Greater Bay Area

Why GBA tech companies should invest in London

Prior to CBBC’s UK-GBA Conference, which took place in Shenzhen on 21 November 2023, Tom Pattinson spoke to Janet Coyle CBE of London and Partners about why Chinese tech companies want to invest into London

The hall at London’s Battersea Power Station is packed, full of start-ups, innovators, entrepreneurs, and scale-ups, all eager to absorb insights from the expert panel of tech companies, venture capitalists, investors, and futurists gracing the stage. This was the Future Horizons event, part of the annual Grow Summit presented by London and Partners. Speakers included executives from Mastercard, a16Z, Fidelity and other renowned entrepreneurs and business leaders such as Baroness Martha Lane-Fox of Soho, the co-founder of Lastminute.com, and Reid Hoffman, founder of LinkedIn.

Organisers London and Partners champion London as a rival to Silicon Valley, positioning it as a global investment hub with a strong emphasis on the tech industry.

Janet Coyle CBE, the organisation’s Managing Director of Business Growth, is heading to China to speak at the upcoming CBBC conference on the Greater Bay Area (GBA).

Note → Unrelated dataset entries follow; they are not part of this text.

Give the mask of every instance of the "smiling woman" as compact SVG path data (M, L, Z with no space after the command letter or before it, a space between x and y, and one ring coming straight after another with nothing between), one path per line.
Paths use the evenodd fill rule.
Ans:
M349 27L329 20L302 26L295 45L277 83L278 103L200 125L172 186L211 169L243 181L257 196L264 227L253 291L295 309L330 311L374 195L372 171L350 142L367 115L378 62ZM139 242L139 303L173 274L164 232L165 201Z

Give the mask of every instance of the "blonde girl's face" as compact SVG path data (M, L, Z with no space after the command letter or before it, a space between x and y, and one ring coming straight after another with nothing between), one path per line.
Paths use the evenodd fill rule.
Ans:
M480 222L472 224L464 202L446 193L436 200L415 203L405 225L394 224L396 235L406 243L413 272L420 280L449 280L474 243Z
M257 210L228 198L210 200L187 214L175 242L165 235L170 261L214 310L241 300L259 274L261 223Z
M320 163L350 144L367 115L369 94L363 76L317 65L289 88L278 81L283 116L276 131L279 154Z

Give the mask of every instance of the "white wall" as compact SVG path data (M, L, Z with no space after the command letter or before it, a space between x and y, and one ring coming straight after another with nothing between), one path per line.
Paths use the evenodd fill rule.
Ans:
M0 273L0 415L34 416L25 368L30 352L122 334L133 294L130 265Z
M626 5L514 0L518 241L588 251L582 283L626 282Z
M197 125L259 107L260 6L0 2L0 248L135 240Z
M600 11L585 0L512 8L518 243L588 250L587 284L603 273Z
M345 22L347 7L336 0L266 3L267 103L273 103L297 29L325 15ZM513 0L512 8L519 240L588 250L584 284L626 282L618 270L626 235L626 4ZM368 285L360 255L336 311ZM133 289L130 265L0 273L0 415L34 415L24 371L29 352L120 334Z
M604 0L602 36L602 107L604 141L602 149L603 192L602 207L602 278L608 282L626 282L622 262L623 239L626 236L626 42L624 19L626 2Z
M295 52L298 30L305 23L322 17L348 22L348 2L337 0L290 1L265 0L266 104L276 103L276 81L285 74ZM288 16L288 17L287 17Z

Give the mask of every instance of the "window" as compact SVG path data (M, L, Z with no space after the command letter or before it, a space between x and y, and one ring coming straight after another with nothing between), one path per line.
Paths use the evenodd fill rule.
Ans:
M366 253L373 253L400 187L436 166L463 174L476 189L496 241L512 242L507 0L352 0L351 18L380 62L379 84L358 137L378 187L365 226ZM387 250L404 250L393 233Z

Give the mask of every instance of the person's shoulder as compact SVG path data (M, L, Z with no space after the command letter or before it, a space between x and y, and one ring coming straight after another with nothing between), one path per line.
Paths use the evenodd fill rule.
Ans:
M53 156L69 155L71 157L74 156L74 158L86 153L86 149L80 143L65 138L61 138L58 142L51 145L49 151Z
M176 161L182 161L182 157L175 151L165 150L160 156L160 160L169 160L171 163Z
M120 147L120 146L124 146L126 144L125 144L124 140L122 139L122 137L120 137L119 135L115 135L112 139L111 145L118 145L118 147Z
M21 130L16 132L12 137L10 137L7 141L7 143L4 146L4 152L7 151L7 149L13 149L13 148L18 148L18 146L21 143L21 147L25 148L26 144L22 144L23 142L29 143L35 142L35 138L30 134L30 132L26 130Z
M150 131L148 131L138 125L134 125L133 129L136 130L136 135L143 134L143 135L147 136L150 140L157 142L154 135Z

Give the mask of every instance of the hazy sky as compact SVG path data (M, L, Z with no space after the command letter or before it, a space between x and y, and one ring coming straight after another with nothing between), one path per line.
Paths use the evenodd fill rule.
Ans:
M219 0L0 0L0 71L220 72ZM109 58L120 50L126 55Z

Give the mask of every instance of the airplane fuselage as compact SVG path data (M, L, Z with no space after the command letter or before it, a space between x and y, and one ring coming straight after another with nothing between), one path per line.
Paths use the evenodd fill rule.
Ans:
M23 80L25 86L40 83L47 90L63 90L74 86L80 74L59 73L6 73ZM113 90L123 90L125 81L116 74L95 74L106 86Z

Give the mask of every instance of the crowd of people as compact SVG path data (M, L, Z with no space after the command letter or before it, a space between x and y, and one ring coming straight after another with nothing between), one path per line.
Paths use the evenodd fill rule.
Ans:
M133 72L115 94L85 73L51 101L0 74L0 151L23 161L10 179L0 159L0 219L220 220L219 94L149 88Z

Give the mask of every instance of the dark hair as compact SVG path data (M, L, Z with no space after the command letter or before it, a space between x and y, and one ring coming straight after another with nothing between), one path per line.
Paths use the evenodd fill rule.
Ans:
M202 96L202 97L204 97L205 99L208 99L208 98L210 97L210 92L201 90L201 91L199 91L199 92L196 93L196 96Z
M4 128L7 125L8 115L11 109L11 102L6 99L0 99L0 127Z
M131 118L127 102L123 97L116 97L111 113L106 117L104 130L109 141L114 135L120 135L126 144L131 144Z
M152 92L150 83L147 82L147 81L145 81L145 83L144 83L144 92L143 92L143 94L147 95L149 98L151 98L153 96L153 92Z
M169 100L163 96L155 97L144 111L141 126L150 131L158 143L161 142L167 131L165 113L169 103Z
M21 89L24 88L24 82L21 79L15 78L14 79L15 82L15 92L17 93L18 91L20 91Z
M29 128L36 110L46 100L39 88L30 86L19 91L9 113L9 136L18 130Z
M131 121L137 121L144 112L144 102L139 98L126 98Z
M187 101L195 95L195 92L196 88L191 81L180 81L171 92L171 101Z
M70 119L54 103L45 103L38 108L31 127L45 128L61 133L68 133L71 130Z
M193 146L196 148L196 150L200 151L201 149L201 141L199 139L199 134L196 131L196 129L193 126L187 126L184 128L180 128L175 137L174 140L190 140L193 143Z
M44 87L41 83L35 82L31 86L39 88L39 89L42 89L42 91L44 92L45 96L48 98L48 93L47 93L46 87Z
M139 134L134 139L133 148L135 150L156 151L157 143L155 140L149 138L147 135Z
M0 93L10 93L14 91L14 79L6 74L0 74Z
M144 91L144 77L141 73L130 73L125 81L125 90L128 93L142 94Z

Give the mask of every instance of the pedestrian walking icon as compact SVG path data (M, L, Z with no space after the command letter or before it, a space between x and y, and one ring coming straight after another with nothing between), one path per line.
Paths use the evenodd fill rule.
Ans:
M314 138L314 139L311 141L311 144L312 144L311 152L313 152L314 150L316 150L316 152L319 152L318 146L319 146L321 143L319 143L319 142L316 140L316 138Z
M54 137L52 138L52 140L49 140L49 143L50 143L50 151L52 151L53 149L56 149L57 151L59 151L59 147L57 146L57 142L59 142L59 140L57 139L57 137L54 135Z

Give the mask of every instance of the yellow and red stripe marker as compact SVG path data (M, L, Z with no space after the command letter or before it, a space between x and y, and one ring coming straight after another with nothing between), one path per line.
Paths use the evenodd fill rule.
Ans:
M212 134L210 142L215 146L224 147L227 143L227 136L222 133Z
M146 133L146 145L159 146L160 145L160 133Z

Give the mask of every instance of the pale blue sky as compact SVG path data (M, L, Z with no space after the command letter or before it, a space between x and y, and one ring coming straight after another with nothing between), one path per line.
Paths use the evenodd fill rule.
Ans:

She aims to attract the growing number of Chinese tech companies based in the GBA to invest in London.

“The GBA is by far generating the most opportunity. Fifty to sixty per cent of all our business comes from that area,” Coyle says. “We identify companies looking to expand into Europe, and we want them to choose London,” she adds. London and Partners is partly funded by the Greater London Authority, with the remaining funds self-sourced through sponsorships and events. Their primary goal is to draw investment into the capital, mostly through foreign direct investment (FDI) and by supporting companies looking to expand into London. They also attract and bid for major international business events and conferences, attract tourism, and assist London companies in going global.

Coyle acknowledges that recent geopolitical tensions have impacted London-based companies eyeing expansion into China. Still, she notes that Chinese interest in the UK remains strong.

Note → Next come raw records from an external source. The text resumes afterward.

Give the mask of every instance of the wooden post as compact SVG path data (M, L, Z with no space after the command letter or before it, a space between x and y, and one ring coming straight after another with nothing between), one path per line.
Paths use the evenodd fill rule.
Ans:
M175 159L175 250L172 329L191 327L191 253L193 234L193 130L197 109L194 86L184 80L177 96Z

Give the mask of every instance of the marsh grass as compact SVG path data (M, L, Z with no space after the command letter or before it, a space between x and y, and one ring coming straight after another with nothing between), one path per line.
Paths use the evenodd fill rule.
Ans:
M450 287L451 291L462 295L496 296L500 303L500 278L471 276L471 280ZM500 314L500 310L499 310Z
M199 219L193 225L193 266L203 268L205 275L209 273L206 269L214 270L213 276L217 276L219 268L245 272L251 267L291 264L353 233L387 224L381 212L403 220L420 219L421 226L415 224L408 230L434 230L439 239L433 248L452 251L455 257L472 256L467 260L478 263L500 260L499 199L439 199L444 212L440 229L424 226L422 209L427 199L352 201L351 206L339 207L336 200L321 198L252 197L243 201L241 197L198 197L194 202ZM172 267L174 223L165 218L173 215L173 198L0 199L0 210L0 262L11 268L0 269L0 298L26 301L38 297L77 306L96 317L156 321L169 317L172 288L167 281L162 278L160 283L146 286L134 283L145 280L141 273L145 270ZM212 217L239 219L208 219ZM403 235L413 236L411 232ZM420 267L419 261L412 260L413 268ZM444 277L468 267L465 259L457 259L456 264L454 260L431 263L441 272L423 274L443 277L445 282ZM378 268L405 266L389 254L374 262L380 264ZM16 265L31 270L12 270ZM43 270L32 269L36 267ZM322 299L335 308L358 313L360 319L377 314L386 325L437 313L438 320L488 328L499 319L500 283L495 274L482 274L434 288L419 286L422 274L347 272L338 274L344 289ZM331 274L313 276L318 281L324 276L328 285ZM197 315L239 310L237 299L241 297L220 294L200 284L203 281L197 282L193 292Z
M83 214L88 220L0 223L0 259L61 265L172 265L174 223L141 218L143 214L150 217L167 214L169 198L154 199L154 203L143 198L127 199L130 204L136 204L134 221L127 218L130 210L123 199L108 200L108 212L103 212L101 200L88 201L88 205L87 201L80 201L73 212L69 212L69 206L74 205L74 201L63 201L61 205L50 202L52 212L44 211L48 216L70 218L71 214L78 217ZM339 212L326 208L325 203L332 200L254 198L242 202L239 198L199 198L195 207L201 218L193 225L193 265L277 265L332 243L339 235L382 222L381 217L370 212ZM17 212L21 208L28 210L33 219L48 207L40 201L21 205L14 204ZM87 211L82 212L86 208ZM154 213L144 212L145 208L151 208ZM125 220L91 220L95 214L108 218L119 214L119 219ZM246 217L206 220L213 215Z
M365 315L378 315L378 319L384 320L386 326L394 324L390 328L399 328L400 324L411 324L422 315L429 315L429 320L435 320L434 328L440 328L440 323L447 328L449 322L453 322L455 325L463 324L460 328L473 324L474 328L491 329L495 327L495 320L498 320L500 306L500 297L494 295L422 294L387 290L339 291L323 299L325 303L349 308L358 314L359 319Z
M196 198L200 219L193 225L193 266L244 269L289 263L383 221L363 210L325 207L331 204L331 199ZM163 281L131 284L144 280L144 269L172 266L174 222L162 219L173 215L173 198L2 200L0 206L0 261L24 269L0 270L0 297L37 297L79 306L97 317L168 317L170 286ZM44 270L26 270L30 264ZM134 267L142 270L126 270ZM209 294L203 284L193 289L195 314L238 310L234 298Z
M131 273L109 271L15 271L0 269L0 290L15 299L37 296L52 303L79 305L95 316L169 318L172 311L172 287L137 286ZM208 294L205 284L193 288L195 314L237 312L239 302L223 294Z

For Coyle and her team, attracting Chinese companies to the capital is a complex and often slow process. Identifying suitable companies, understanding their needs, building relationships, and facilitating their launch in London can take years. Coyle cites Chinese FinTech company Ping Pong and electric car company BYD as recent high-profile successes.

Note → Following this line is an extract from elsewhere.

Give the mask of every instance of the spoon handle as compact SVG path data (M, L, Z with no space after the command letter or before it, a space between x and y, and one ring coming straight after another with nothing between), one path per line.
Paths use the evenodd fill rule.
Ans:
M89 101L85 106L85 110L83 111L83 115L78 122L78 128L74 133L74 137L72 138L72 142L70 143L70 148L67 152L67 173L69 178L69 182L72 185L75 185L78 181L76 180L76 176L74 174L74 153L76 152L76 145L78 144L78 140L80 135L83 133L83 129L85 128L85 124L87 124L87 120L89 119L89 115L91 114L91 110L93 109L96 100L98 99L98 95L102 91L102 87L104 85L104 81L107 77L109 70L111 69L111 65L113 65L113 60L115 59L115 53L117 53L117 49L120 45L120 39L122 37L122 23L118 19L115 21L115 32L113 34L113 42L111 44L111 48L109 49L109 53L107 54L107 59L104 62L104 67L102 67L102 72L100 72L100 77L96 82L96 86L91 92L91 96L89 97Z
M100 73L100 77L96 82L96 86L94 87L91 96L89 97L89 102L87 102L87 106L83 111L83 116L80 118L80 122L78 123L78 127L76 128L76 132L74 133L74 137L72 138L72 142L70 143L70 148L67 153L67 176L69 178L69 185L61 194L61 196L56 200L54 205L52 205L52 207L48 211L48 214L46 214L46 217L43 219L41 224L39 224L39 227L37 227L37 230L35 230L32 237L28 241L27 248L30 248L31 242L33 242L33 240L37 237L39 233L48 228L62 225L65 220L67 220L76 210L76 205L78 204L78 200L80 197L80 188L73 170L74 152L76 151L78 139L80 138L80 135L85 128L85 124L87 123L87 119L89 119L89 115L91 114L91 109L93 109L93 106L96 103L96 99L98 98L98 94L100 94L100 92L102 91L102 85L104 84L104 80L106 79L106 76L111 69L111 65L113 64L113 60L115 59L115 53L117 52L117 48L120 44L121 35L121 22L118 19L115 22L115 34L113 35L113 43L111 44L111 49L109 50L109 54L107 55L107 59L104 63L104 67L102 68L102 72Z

Coyle explains that inbound Chinese investment slowed somewhat due to the Covid-induced pause and a focus on domestic growth keeping many companies from expanding abroad. However, she notes, “now we’re starting to see the momentum building. London is home to the second-highest number of Chinese companies after Singapore.

“Chinese companies want to come because of the business infrastructure, the talent, the innovation, and the available growth capital,” she emphasises. “Despite global trends, we are still seeing VCs investing, and London remains a great place to live, with a large Chinese community.”

Over the last six months, London and Partners has regularly connected scale-ups to corporates. Previously limited to London companies, their “meet the corporate” programmes are now open to any global scale-up.

“Whether it’s a company from Shanghai or Shoreditch, they all want the same things: access to customers, money, growth capital, talent, and ideally, access to new markets,” Coyle says. “If we’ve got a company from Shanghai interested in electric vehicles or wanting to connect with, for example, City Hall, we can now make that happen.”

While London and Partners is not a lobbying organisation and align with government decisions, they can assist Chinese tech companies in finding their feet in London, with a predominant focus on sustainability, enterprise, fintech, cyber, creative tech, and health tech or life sciences.

“What’s driving global FDI flow is sustainability right now,” Coyle states. “And wherever you go, including China, everyone is asking about sustainability. London is ranked number one globally for Green Finance.”

In addition to clean tech and sustainability, health tech, and mobility, there is a strong demand for creative tech – immersive, gaming, VR, AR – though Coyle admits that FinTech will always be strong for London.

“As a city, we have reinvented ourselves over hundreds of years and are used to it. Whether it’s Covid-19 or global downturns, we have incredible entrepreneurs who get us out of this and build incredible pieces of tech,” she concludes. “FinTech emerged from a huge crash, creating a new model for banking. London stands strong in times like this.”

Tom Pattinson

Tom Pattinson is the editor of FOCUS.